I just came across a very old song, written by John Newton, set to new music by Jamie Barnes of Sojourn Community Church. The lyrics are very powerful still in the 21st century, although written 230 years ago.
John Newton is probably best-known for his hymn “Amazing Grace”. His life was a mixture of extreme circumstances – and an overwhelming personal sense of mercy and forgiveness by God – which you can see in his lyrics.
During his lifetime, John Newton was captured and pressed into service by the Royal Navy, and on the receiving end of brutality from a captain (flogged with 96 lashes for attempting to escape the ship) and later from a slave trader’s wife who treated him as badly as the slaves in her household. He was rescued by a sea captain but on the voyage home to England was again in great danger, as the ship he was sailing in was holed and filling with water. He prayed, crying out to God for mercy, the ship’s cargo shifted and blocked the hole, and the ship drifted to land. This was his initial conversion experience, however, he had a fuller spiritual conversion when a year later he fell ill with fever and again cried out to God for help, giving his destiny into God’s hands and for the first time said he experienced peace with God.

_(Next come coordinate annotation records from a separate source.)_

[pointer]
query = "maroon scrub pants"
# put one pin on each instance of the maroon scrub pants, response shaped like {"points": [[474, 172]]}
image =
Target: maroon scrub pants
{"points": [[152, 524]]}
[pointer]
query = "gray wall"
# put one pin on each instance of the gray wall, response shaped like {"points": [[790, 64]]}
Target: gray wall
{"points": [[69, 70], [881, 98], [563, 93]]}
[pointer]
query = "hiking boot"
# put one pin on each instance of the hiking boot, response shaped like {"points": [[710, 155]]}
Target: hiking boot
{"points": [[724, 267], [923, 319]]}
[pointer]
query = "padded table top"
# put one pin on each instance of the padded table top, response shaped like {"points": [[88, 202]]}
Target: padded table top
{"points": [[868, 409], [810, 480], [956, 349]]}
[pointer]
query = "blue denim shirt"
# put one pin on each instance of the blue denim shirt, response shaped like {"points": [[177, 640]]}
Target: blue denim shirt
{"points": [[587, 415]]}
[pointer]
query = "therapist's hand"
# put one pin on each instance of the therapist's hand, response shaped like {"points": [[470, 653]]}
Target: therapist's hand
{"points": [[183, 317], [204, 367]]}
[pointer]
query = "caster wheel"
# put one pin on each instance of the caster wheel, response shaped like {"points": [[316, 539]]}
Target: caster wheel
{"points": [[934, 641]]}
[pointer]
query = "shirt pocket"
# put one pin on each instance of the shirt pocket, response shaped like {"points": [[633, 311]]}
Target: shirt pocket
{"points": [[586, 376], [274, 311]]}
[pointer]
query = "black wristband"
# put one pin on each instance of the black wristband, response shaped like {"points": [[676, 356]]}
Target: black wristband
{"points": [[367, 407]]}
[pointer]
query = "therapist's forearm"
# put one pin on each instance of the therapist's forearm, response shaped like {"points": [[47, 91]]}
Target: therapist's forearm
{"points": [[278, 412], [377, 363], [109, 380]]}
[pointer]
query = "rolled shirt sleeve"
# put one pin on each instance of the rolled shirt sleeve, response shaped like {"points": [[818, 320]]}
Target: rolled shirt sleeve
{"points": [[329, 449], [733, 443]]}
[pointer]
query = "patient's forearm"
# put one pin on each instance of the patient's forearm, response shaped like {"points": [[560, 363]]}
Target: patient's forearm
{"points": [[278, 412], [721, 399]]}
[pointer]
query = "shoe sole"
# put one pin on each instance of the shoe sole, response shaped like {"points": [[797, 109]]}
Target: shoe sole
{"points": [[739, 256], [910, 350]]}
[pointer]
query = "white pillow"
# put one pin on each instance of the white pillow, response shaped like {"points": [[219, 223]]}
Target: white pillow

After his conversion, he continued for a time in his work as captain of slavery ships – although later he would become a powerful influence for abolition. He became a minister at Olney, where Samuel Cowper the poet came to live – they became great friends and together they published a book of hymns which contains many classic songs of worship still sung today.
While he was a church minister, the young William Wilberforce met him – and later consulted him about possibly leaving Parliament, to become a minister – but John Newton convinced him to stay in Parliament and serve God there in his work. Thirty years after retiring from slave trade ships, in 1788 John Newton wrote a brutally honest record of conditions on the slave ships, a pamphlet called “Thoughts upon the Slave Trade” – which he regarded as a late confession. He had a copy sent to every MP. A strong ally with William Wilberforce, he lived to see the passing of the Slave Trade Act 1807, although dying within a few months.
(If you are interested in finding out more about the UK Abolition campaign, the film “Amazing Grace” (2006) is a good film to view; it tells of William Wilberforce’s life struggle against the slave trade, but there is a memorable scene in which he speaks to John Newton – played by Albert Finney, see photo above this post).
In John Newton’s life, he not only powerfully felt the forgiveness of God, but also passed on that experience by giving millions the words to understand and express it themselves in song. He was a powerful preacher in the pulpit, and now his songs still carry his message.